Monday, July 16, 2012

let go

“The world is won by those who let it go.”
— Lao Tzu

This one is for my uncle. He didn't want to let the world go for a long time I think. When his mind started to deteriorate after his stroke, he decided to write down his memoirs while he could, including the entire family history. The children born to his parents, even those who did not survive, all of their birth years and why they couldn't make it. His memory of his mother trying to leave them because it was one too many mouths to feed. His underlying resentment towards his dad. His pride and slight envy of my dad, his younger brother, who got to go to college and make it in the city.

He shoved his memories into my hands four years ago when we visited. There were several notebooks' worth. By that point he had devolved into a childlike mind, repeating things four or five times to anyone in the room, whining about wanting juice, complaining to my dad about how their dad was the worst, even though my grandfather passed away decades ago.

I didn't say much, I knew only passable mandarin and even less about my dad's side of the family and their rural life. So I flipped through the pages while my dad listened patiently to his brother's ramblings. I remember grimacing at some of the cliches in the writing, the grandiose-ness Chinese writers are prone to. I remember the shock of how little I knew about my dad's life, how he never spoke of the siblings he never knew or knew for only a little while, and how poor people can be, so much so they die from it. I remember the elegant, elegant penmanship, a mark of scholarship in Chinese culture. It belied the fact that my uncle was deprived of the education he deserved, the education my dad was lucky enough to get because of his being born a decade later, after the cultural revolution.

My dad took the notebooks as we were called to lunch. He took off his glasses and tried to hide the tears. I looked away. It was too much to see.

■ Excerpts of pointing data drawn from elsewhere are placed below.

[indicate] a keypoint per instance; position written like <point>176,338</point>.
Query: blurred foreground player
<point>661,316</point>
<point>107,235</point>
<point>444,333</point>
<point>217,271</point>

I think he always felt guilty of the opportunities he had that he knew his brother should've also had. I think in a time when they were so steeped in poverty that parental care was a luxury, not a right, his brother took care of him more than maybe their parents could have. Once, when my dad was a teenager, they both rode miles into town to get my dad new glasses, on the way back my dad was so exhausted he said to my uncle: I don't think I can go on anymore. So my uncle went into a store, bought a rope, tied their bikes together, and dragged my dad's bike behind him the rest of the way. I don't think that story made it into the notebooks. But I knew it was the one my dad was thinking of when he was flipping through them.

I stayed away from reading the notebooks after that, they made me cry and my family is easily embarrassed by displays of sentimentality. I did, however, photograph almost every page on my digital camera, because I knew my dad would want to read them, because I knew after my uncle died very few people would, because I knew there was a great likelihood they could even be carelessly thrown out.

Because they might be let go. Because they scream my uncle's desperate attempt not to.